From Dan Margolies:
My presentation at the SHAFR roundtable “Bringing the Law Back In: New Approaches to the History of the U.S. in the World” described my general approach to the study of law in late nineteenth century U.S. foreign relations and illustrated it with three quick case studies taken from my new book Spaces of Law in American Foreign Relations: Extradition and Extraterritoriality in the Borderlands and Beyond, 1877-1898 (University of Georgia Press). The first case was the U.S. military transboundary incursions along the U.S.-Mexican border in the 1870s, when the U.S. claimed to the unilateral right to cross the border at will under the infamous “Ord Order” of 1877; The second was an examination of the attempt to formulate a coherent theoretical approach and law and policy response to dynamite bombing and anarchist terrorism in the 1880s and 1890s; and the third was the question of extraterritorial asylum which grew of the American response to Latin American revolt and revolution in the 1880s and 1890s.
I will briefly summarize the main points I made at the roundtable regarding conceptualizing law in this period of late nineteenth century relations and leave the examples for my book. I am most interested in how law operated both spatiality and hierarchically in U.S. foreign relations, and how it was engaged with broader foreign policy ambitions rooted in empire.
I argue that the unilateral governance of transnational concerns was a key theme and policy approach in U.S. to foreign relations as well as a key continuity carried into the post-1898 period of formal overseas empire. It has persisted, in quite striking ways, into contemporary U.S. imperial foreign relations (in the form of Obama’s use of extraterritorial assassination, for example). Extraterritorial jurisdictional assertions outside of the often studied consular court system were a crucial policy tool in the late nineteenth century despite the “presumption against it” in this era.

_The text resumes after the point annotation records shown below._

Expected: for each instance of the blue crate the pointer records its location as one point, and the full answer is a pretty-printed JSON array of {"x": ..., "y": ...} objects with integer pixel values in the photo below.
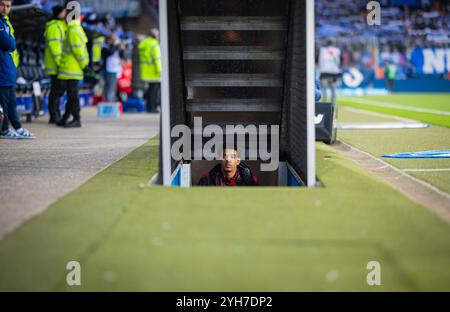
[
  {"x": 109, "y": 110},
  {"x": 133, "y": 105}
]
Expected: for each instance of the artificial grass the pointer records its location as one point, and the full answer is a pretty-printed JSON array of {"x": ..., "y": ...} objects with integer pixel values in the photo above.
[
  {"x": 439, "y": 101},
  {"x": 129, "y": 237},
  {"x": 382, "y": 142}
]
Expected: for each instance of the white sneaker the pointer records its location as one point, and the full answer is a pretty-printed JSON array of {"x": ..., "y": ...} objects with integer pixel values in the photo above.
[
  {"x": 25, "y": 134},
  {"x": 10, "y": 135}
]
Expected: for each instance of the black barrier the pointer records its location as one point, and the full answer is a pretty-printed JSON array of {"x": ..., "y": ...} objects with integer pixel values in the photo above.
[{"x": 325, "y": 121}]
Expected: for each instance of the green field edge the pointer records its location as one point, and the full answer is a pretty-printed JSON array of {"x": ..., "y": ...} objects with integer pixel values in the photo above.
[{"x": 34, "y": 256}]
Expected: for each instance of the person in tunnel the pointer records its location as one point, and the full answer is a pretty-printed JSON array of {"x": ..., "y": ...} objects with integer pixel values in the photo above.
[{"x": 230, "y": 172}]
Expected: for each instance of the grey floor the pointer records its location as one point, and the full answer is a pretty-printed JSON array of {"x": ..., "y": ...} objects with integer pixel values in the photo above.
[{"x": 35, "y": 173}]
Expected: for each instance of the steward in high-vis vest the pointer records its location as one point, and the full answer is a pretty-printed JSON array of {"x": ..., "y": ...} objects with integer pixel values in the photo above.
[
  {"x": 55, "y": 35},
  {"x": 97, "y": 45},
  {"x": 14, "y": 54},
  {"x": 75, "y": 58},
  {"x": 150, "y": 65}
]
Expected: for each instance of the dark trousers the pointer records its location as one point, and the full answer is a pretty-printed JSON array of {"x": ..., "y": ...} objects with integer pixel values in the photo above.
[
  {"x": 153, "y": 96},
  {"x": 73, "y": 102},
  {"x": 56, "y": 91},
  {"x": 8, "y": 103}
]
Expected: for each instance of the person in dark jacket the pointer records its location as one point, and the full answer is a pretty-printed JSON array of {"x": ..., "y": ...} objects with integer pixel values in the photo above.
[
  {"x": 230, "y": 172},
  {"x": 8, "y": 76}
]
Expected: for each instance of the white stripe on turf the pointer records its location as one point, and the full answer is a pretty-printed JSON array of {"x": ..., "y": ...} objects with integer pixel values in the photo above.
[
  {"x": 381, "y": 125},
  {"x": 427, "y": 170},
  {"x": 396, "y": 106},
  {"x": 374, "y": 114}
]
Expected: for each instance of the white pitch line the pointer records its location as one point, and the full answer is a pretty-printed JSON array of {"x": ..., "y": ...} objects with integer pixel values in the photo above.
[
  {"x": 398, "y": 106},
  {"x": 375, "y": 114},
  {"x": 427, "y": 170}
]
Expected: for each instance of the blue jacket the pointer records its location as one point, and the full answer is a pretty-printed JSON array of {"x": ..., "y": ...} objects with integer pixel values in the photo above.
[
  {"x": 8, "y": 71},
  {"x": 318, "y": 92}
]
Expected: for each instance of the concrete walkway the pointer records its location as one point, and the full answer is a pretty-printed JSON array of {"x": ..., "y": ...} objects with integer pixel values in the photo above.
[{"x": 35, "y": 173}]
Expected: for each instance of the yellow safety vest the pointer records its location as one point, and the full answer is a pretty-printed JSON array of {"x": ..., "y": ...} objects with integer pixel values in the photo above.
[
  {"x": 150, "y": 59},
  {"x": 55, "y": 34},
  {"x": 75, "y": 56},
  {"x": 14, "y": 54}
]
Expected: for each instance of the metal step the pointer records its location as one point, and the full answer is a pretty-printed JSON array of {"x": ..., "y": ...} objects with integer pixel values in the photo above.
[
  {"x": 266, "y": 23},
  {"x": 237, "y": 130},
  {"x": 233, "y": 80},
  {"x": 232, "y": 53},
  {"x": 233, "y": 105}
]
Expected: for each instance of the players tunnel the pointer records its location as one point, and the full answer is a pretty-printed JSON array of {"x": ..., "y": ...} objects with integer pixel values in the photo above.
[{"x": 230, "y": 67}]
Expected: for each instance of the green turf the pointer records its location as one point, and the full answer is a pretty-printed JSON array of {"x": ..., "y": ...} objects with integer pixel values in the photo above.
[
  {"x": 439, "y": 102},
  {"x": 381, "y": 142},
  {"x": 127, "y": 237}
]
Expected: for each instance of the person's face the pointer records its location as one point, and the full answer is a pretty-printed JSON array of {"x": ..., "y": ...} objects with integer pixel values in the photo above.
[
  {"x": 5, "y": 7},
  {"x": 230, "y": 161}
]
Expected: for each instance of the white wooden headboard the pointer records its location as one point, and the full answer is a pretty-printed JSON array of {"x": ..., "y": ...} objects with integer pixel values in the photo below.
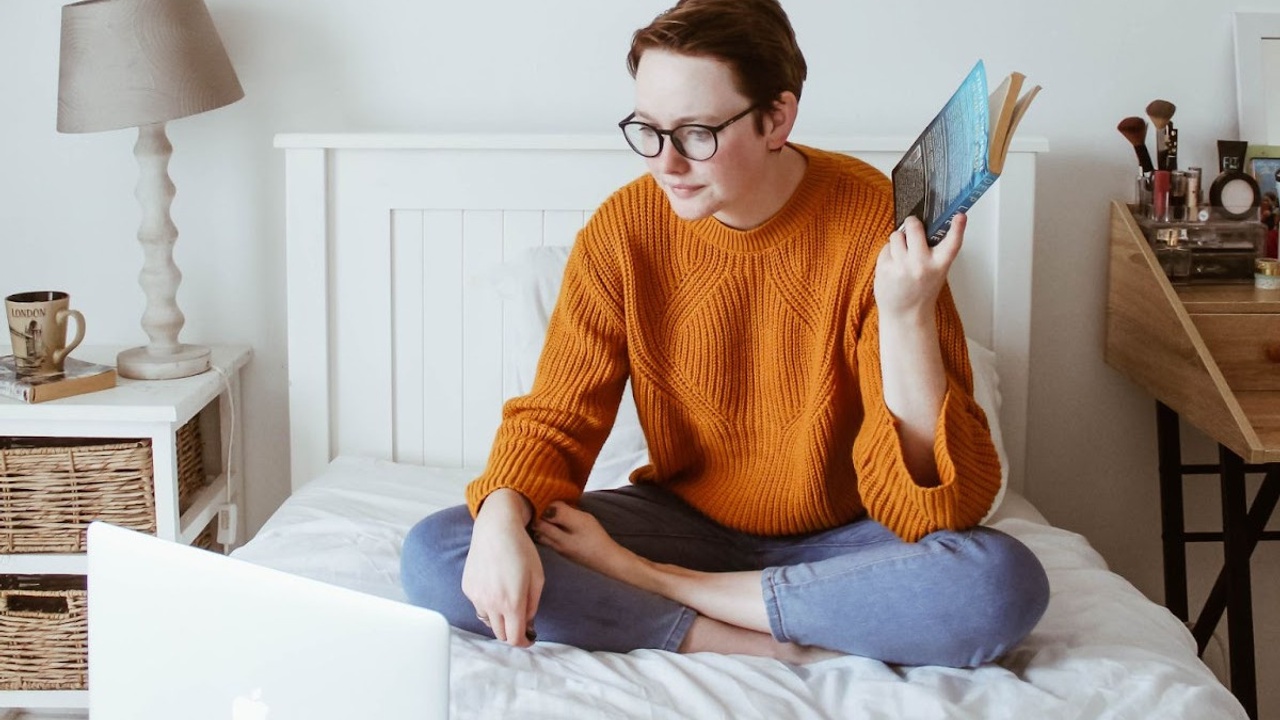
[{"x": 394, "y": 354}]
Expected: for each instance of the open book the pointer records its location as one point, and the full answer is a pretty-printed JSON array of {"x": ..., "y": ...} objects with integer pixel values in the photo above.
[{"x": 960, "y": 153}]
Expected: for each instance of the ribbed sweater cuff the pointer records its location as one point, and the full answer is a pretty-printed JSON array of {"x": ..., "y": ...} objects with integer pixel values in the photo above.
[
  {"x": 534, "y": 470},
  {"x": 967, "y": 460},
  {"x": 968, "y": 472}
]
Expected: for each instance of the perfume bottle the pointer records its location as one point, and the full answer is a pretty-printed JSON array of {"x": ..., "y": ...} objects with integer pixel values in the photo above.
[{"x": 1174, "y": 254}]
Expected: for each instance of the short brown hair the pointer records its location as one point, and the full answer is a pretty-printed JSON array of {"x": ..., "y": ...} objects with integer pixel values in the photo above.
[{"x": 754, "y": 37}]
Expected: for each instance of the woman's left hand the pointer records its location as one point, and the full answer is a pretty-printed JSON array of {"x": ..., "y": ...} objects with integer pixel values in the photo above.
[{"x": 909, "y": 274}]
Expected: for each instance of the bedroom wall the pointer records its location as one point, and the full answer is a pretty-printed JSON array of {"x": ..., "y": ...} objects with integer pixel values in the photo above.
[{"x": 68, "y": 217}]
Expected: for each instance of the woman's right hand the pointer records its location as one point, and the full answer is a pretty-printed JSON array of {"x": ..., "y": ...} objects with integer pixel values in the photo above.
[{"x": 503, "y": 575}]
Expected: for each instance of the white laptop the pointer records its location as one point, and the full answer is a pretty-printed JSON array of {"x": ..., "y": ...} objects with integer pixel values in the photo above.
[{"x": 177, "y": 632}]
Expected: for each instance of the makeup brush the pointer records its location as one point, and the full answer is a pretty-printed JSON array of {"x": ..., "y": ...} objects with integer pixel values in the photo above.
[
  {"x": 1134, "y": 130},
  {"x": 1161, "y": 112}
]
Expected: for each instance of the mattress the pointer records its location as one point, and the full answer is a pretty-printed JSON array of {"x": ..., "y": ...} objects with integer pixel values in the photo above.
[{"x": 1102, "y": 648}]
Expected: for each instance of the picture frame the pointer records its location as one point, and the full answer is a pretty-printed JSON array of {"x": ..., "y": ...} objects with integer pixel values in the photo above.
[
  {"x": 1257, "y": 76},
  {"x": 1262, "y": 162}
]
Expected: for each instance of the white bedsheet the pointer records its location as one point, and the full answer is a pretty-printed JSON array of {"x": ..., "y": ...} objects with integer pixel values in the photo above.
[{"x": 1102, "y": 650}]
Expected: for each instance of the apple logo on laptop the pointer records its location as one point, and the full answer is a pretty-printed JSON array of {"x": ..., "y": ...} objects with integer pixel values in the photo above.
[{"x": 250, "y": 707}]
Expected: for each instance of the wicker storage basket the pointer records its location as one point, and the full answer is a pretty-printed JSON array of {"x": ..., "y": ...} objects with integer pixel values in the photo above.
[
  {"x": 53, "y": 488},
  {"x": 44, "y": 633}
]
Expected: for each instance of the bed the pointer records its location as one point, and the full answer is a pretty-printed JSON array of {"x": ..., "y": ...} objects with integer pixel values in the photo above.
[{"x": 419, "y": 270}]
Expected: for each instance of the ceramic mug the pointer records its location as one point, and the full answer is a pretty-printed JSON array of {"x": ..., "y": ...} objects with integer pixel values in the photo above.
[{"x": 37, "y": 327}]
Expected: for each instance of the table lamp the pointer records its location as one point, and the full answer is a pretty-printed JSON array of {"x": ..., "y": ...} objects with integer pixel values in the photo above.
[{"x": 142, "y": 63}]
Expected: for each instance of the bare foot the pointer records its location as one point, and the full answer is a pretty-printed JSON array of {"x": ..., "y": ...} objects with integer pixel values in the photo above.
[{"x": 580, "y": 537}]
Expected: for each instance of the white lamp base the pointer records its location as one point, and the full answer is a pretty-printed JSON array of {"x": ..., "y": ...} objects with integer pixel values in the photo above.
[{"x": 138, "y": 364}]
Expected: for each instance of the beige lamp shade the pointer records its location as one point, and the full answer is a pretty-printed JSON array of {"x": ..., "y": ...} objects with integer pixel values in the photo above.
[{"x": 131, "y": 63}]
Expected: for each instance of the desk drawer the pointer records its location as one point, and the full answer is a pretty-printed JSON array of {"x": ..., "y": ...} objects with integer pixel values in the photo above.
[{"x": 1246, "y": 346}]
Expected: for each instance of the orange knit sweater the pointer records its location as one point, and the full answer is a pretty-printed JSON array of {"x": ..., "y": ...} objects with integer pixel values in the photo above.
[{"x": 754, "y": 361}]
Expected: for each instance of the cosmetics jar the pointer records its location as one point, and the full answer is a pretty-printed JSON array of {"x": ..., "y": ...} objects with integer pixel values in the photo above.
[{"x": 1266, "y": 273}]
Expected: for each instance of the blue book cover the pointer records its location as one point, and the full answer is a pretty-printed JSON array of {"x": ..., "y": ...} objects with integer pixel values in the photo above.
[{"x": 960, "y": 153}]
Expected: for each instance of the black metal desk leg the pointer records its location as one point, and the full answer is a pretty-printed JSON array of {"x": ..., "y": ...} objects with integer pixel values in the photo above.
[
  {"x": 1239, "y": 586},
  {"x": 1171, "y": 519}
]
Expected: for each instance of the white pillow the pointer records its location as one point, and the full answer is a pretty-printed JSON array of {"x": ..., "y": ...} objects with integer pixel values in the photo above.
[{"x": 529, "y": 285}]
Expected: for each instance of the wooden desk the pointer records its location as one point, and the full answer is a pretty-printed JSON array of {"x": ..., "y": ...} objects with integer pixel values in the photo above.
[{"x": 1210, "y": 354}]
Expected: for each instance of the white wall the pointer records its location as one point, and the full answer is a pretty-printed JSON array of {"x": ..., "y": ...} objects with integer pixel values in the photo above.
[{"x": 68, "y": 217}]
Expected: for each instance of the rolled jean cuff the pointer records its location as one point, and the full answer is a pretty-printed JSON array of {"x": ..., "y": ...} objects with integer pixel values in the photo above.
[{"x": 679, "y": 630}]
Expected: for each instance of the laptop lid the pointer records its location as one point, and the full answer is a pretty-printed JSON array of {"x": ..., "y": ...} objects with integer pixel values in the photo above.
[{"x": 181, "y": 632}]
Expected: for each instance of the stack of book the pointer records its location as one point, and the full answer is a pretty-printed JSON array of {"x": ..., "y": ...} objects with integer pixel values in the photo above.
[{"x": 77, "y": 377}]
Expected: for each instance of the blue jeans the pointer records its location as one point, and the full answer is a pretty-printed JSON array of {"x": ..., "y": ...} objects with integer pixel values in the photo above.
[{"x": 955, "y": 598}]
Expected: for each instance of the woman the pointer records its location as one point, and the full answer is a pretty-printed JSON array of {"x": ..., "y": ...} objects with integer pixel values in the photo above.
[{"x": 818, "y": 464}]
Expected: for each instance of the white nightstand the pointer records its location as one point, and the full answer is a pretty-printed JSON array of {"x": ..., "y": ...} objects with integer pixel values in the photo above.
[{"x": 141, "y": 409}]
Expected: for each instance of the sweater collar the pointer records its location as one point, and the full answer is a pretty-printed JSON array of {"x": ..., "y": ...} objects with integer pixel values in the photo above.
[{"x": 787, "y": 222}]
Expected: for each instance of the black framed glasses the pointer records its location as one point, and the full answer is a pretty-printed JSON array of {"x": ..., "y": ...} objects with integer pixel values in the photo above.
[{"x": 694, "y": 141}]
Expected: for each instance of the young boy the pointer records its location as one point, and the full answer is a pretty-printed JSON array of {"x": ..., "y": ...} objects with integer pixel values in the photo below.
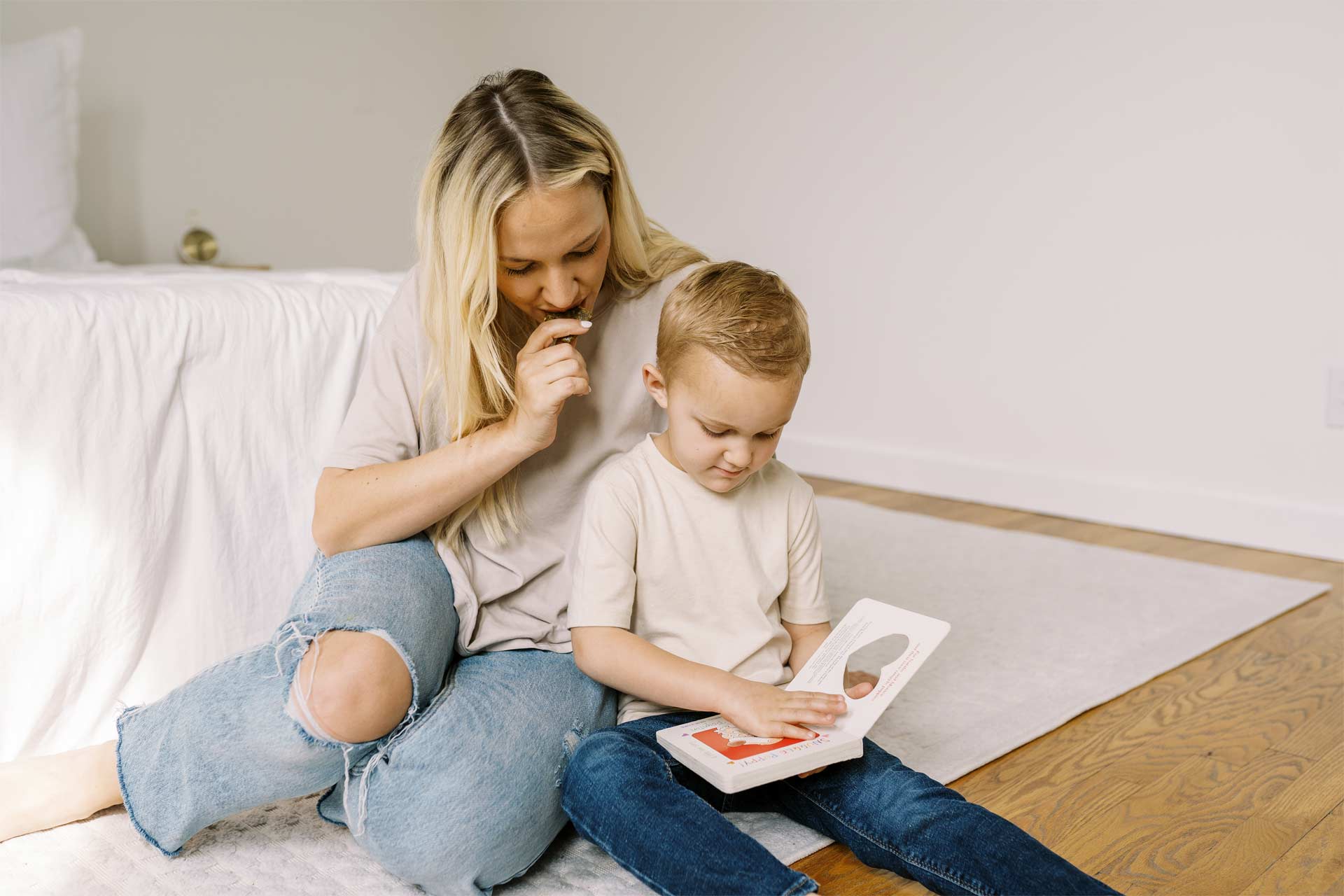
[{"x": 699, "y": 590}]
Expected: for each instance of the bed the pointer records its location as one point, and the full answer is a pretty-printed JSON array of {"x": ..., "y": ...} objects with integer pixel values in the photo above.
[
  {"x": 160, "y": 431},
  {"x": 160, "y": 437}
]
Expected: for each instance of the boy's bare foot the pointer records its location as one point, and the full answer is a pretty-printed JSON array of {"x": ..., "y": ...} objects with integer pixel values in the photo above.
[{"x": 46, "y": 792}]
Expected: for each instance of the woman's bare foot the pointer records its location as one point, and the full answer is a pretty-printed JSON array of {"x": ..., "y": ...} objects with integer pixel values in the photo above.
[{"x": 46, "y": 792}]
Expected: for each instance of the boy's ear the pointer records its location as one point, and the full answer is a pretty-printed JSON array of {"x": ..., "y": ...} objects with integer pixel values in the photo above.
[{"x": 656, "y": 386}]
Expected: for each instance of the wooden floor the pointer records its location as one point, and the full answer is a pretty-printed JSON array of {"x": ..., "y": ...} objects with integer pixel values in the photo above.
[{"x": 1225, "y": 776}]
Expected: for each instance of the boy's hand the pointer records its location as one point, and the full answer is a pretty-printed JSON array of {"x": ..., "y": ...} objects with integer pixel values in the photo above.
[
  {"x": 858, "y": 684},
  {"x": 765, "y": 711}
]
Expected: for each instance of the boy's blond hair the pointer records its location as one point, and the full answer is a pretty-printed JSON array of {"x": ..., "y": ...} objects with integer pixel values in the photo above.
[{"x": 745, "y": 316}]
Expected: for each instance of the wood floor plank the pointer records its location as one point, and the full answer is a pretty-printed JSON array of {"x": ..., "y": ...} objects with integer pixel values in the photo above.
[
  {"x": 1168, "y": 825},
  {"x": 1313, "y": 865},
  {"x": 1262, "y": 839},
  {"x": 1319, "y": 734},
  {"x": 1126, "y": 792}
]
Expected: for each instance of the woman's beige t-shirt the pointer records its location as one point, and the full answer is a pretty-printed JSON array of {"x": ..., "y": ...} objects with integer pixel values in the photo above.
[{"x": 515, "y": 596}]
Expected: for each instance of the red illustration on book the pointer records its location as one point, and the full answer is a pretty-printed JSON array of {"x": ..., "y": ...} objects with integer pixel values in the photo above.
[{"x": 736, "y": 743}]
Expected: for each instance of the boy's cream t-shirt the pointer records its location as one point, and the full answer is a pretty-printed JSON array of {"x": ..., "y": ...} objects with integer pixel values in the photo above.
[
  {"x": 515, "y": 596},
  {"x": 704, "y": 575}
]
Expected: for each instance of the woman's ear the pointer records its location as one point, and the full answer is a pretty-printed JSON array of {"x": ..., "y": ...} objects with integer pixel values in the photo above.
[{"x": 656, "y": 386}]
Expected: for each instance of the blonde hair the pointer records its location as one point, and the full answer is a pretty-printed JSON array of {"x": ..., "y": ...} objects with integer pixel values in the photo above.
[
  {"x": 512, "y": 132},
  {"x": 745, "y": 316}
]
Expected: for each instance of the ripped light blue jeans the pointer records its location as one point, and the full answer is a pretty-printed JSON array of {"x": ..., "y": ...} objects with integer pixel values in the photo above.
[{"x": 460, "y": 797}]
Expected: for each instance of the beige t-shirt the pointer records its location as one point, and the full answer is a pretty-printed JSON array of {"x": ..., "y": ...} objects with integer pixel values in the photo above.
[
  {"x": 704, "y": 575},
  {"x": 515, "y": 596}
]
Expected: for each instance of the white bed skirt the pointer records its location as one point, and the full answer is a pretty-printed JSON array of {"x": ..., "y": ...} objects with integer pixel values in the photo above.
[{"x": 160, "y": 437}]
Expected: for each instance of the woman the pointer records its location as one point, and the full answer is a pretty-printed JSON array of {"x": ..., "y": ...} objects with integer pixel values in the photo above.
[{"x": 445, "y": 517}]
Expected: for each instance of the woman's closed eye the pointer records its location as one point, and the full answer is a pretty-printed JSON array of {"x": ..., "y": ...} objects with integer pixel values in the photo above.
[{"x": 519, "y": 272}]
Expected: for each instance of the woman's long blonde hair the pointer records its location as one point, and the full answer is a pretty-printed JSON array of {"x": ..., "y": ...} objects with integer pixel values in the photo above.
[{"x": 512, "y": 132}]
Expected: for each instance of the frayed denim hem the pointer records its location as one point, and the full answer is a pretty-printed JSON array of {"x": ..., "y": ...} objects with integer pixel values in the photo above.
[{"x": 125, "y": 797}]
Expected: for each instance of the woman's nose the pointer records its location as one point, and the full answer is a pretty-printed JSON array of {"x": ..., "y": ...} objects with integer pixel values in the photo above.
[{"x": 562, "y": 290}]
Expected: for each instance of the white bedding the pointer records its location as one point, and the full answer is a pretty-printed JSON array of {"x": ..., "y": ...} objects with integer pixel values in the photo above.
[{"x": 160, "y": 435}]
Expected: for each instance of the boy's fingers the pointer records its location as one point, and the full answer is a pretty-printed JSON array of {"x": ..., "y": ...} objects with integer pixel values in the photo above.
[{"x": 793, "y": 731}]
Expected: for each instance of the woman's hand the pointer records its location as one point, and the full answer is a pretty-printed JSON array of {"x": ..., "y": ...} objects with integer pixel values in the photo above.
[
  {"x": 765, "y": 711},
  {"x": 547, "y": 374},
  {"x": 858, "y": 684}
]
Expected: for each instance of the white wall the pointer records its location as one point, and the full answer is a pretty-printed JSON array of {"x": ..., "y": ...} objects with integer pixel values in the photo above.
[{"x": 1070, "y": 257}]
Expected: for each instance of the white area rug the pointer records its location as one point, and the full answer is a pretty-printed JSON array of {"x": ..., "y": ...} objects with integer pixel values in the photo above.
[{"x": 1042, "y": 630}]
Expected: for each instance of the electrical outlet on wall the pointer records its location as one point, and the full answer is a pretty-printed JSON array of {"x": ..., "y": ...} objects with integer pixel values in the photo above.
[{"x": 1335, "y": 397}]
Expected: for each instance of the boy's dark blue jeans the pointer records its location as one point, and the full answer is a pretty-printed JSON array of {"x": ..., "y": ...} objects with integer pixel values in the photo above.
[{"x": 664, "y": 824}]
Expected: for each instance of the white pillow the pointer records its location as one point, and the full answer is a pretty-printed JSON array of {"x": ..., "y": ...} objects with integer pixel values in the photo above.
[{"x": 39, "y": 141}]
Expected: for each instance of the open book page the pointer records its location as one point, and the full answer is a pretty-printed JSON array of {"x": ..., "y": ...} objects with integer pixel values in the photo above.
[{"x": 870, "y": 628}]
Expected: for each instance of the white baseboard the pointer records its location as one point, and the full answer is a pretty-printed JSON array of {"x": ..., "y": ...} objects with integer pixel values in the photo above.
[{"x": 1316, "y": 531}]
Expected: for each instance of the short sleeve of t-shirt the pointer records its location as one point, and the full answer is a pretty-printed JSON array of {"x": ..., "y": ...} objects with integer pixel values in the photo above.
[
  {"x": 382, "y": 424},
  {"x": 604, "y": 570},
  {"x": 804, "y": 599}
]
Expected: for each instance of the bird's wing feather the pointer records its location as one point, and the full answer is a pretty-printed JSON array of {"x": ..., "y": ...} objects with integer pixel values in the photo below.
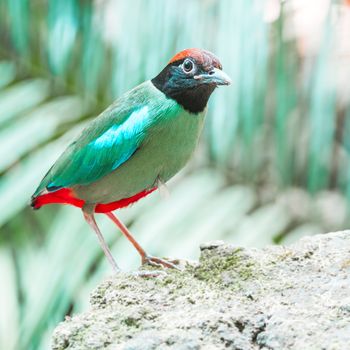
[{"x": 108, "y": 142}]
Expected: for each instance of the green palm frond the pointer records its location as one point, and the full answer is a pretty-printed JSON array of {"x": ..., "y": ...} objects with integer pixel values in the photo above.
[{"x": 274, "y": 156}]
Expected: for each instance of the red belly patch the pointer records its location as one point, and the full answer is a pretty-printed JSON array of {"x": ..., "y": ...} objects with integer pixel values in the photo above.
[{"x": 66, "y": 196}]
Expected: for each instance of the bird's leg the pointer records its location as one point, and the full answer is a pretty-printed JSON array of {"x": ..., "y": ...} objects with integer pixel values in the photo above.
[
  {"x": 145, "y": 258},
  {"x": 90, "y": 219}
]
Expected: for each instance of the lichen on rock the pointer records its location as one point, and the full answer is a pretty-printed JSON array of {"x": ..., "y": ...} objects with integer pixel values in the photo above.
[{"x": 295, "y": 297}]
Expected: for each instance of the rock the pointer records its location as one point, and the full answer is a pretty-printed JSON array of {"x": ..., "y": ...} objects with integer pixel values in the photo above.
[{"x": 295, "y": 297}]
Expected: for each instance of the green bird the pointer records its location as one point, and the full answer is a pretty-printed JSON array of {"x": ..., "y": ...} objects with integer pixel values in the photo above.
[{"x": 138, "y": 143}]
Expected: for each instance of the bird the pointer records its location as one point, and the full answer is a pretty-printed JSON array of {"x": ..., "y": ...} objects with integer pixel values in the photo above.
[{"x": 135, "y": 145}]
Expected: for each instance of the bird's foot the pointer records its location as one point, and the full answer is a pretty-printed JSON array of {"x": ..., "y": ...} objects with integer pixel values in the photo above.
[{"x": 159, "y": 262}]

Another important and overlooked aspect of this era was the emphasis placed on sovereign exception by policymakers. Agamben has made this term a commonplace (even fashionable) one in examining contemporary foreign relations. I argue it was a crucial policy approach of empire that was also manifest in pre-imperial foreign relations. Indeed, it is possible to place “exception” rather than “exceptionalism” as a key and persistent frame in U.S. foreign relations. This approach emphasizes how law and state power were operationalized in governance through the exception rather than motivated by cultural or ideological forces through exceptionalism. I don’t disagree that understanding the complexities of exceptionalism is important, I simply think it is time we also broaden and deepen our terms of analysis in understanding how power functioned.
My work reflects the emerging agreement that the active and interventionist state of the imperial age can be readily located in the late nineteenth century, a period when previously the state had been presented as indistinct, weak, or reactive. This robust state was especially clear at the intersection of law and policy in the responses to extraterritorial crime and other jurisdictional issues.
Lastly, we must come back to the question of empire. The legal regimes relating to the structuring of imperial models of sovereignty and assertions of jurisdiction had a long developmental arc and utility, if not life in political terms, that needs to be considered more historically. I am especially interested in the period when the United States pushed assertively toward global power and when it honed the legal spatialities of such great later utility. Imperial style jurisdictional assertions were clear in the period before the turn to formal empire. The many legal spaces of empire are now deservedly studied, but the innate construction of both U.S. power and of polity in line with empire as a way of life is something that still needs to be explored in much greater detail. I am hopeful that the roundtable will encourage such exploration.